Das Museum des Kantons Glarus blickt in einer Vortragsreihe 200 Jahre zurück – auf Ereignisse, die Gesellschaft und Politik des Kantons Glarus und der Schweiz geprägt haben. Im ersten Vortrag am letzten Mittwoch referierte der Berner Historiker Dr. Daniel Krämer im Rittersaal des Freulerpalastes über eine fast vergessene Krise und ihre Bewältigung.



Das Museum des Kantons Glarus blickt in einer Vortragsreihe 200 Jahre zurück. (Bild: e.huber)
Das Museum des Kantons Glarus blickt in einer Vortragsreihe 200 Jahre zurück. (Bild: e.huber)

Krämer beleuchtete die Hungersnot von 1816 und 1817. Er leitete sein Referat mit einer Schilderung des Geistlichen Peter Scheitlin ein, der 1816 eine Armenfahrt machte und in Ennenda unbeschreibliches Elend antraf.

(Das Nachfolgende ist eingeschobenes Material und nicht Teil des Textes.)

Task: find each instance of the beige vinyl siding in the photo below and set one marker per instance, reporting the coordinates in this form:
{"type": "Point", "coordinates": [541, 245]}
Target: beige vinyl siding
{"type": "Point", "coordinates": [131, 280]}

Die Gründe dafür kannte der Kirchenmann noch nicht, so der Referent. Das Jahr 1816 erlebten die Menschen als «Jahr ohne Sommer» – Ernten fielen aus, der Mangel trieb die Getreidepreise in die Höhe und Nahrungsmittel wurden für eine breite Bevölkerungsschicht unerschwinglich. Eine Hungersnot brach aus. Erst hundert Jahre später fanden Naturwissenschaftler heraus, dass die kalten Jahre durch den Ausbruch des Vulkans Tambora in Indonesien verursacht worden waren. Der Auswurf des Vulkans im April 1815 breitete sich in der Atmosphäre aus, beeinträchtigte die Sonneneinstrahlung und liess die Temperaturen in Europa spürbar sinken.

Anhand zahlreicher Karten und Grafiken veranschaulichte Krämer, dass der durch den Vulkanausbruch bewirkte Klimawandel nicht überall dieselben wirtschaftlichen und gesellschaftlichen Konsequenzen zeitigte. In der Westschweiz griffen die Regierungen in den Markt ein, indem sie Preisobergrenzen für Getreide definierten und selber Getreide kauften. Ganz anders in der Ostschweiz, wo die Teuerungswelle hochging, weil die Behörden untätig blieben und Getreide Mangelware wurde.

Der Historiker schloss mit einem Blick in die Zukunft: Warnungen vor globalen Auswirkungen des heutigen Klimawandels seien kritisch zu lesen, zeige doch das Beispiel der Hungerkrise, dass Klimaveränderungen sich je nach wirtschaftlicher oder politischer Situation, in der sich eine Gesellschaft gerade befindet, ganz unterschiedlich auf diese auswirke. Darum hätten auch nicht alle Regionen der Schweiz gleichermassen unter der Krise gelitten.

Nach dem Referat entspann sich eine lebhafte Diskussion, in der auch kritische Fragen gestellt wurden. Ein Zuhörer erkundigte sich nach der Versorgungssicherheit, wäre der Vulkan 2014 ausgebrochen. Die Behörden hätten für die Bewältigung solcher Krisen inzwischen Szenarien entwickelt, versicherte Krämer, der sich zu diesem Thema bei den zuständigen Ämtern selbst ins Bild gesetzt hatte.